In deze zaak heeft de kinderrechter van de Rechtbank Rotterdam op 6 november 2020 een beschikking gegeven over de ondertoezichtstelling en machtiging tot uithuisplaatsing van een minderjarige, hierna te noemen [voornaam minderjarige]. De Raad voor de Kinderbescherming heeft op 23 oktober 2020 een verzoekschrift ingediend, waarin werd verzocht om een ondertoezichtstelling van [voornaam minderjarige] voor de duur van negen maanden, met uitvoerbaarverklaring bij voorraad. Tevens werd verzocht om de uithuisplaatsing van [voornaam minderjarige] in een gezinsvervangende voorziening.
Tijdens de mondelinge behandeling op 6 november 2020, die met gesloten deuren plaatsvond, zijn de betrokken partijen gehoord, waaronder [voornaam minderjarige] en vertegenwoordigers van de Raad en de gecertificeerde instelling Jeugdbescherming west Dordrecht. De moeder van [voornaam minderjarige] was niet verschenen. De kinderrechter heeft vastgesteld dat het ouderlijk gezag over [voornaam minderjarige] door de moeder wordt uitgeoefend, maar dat de opvoedsituatie bij de moeder thuis problematisch is. De moeder kampt met persoonlijke problemen en is niet in staat om [voornaam minderjarige] een stabiele opvoedsituatie te bieden.
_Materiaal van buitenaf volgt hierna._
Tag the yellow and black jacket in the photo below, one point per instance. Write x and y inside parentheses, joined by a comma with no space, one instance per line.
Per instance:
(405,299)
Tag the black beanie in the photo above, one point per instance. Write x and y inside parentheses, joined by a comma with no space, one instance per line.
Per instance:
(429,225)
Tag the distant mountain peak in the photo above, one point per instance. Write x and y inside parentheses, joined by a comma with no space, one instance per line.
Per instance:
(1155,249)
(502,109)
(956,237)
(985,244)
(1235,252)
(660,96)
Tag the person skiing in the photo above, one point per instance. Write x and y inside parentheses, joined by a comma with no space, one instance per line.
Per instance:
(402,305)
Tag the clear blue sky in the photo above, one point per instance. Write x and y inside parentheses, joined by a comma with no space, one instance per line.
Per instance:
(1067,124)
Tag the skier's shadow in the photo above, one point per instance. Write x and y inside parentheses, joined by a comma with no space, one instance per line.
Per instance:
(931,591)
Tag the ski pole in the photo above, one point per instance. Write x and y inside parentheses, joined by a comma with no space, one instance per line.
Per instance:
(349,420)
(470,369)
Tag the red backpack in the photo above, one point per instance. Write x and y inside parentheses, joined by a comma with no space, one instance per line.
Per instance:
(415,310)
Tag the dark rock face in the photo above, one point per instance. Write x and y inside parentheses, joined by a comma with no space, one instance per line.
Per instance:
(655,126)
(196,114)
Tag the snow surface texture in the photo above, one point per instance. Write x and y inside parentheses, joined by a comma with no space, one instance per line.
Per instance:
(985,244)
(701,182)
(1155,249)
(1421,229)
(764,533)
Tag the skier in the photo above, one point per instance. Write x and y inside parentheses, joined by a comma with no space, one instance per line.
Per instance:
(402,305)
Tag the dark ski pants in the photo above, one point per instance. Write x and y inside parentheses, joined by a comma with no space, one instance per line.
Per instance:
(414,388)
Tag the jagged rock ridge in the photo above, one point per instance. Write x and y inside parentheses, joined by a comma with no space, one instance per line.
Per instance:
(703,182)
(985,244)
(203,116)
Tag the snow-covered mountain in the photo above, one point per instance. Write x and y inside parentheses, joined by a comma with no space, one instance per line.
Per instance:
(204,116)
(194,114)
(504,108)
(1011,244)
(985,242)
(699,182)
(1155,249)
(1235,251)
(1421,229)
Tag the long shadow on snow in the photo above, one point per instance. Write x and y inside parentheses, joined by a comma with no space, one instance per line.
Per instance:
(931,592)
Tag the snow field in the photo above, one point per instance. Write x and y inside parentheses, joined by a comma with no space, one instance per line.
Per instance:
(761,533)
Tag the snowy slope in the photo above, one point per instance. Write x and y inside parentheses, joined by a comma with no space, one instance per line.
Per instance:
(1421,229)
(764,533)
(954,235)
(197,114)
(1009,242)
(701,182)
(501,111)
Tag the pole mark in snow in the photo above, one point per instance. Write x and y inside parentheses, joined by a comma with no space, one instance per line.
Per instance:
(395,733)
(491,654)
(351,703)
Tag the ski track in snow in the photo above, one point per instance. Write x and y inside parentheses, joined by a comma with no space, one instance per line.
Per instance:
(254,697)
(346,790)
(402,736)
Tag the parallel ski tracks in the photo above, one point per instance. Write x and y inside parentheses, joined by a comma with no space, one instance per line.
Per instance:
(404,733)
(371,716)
De kinderrechter heeft geoordeeld dat de ontwikkelingsbedreiging van [voornaam minderjarige] voortkomt uit de thuissituatie en dat de onderlinge relatie met de moeder ernstig verstoord is. [voornaam minderjarige] verblijft momenteel op een leefgroep in Teteringen, waar zij zich goed ontwikkelt. De kinderrechter heeft besloten om [voornaam minderjarige] onder toezicht te stellen voor de duur van negen maanden en heeft de machtiging tot uithuisplaatsing verleend, in het belang van de verzorging en opvoeding van [voornaam minderjarige]. De beschikking is mondeling gegeven en in het openbaar uitgesproken door de kinderrechter, met de mogelijkheid tot hoger beroep binnen drie maanden na de uitspraak.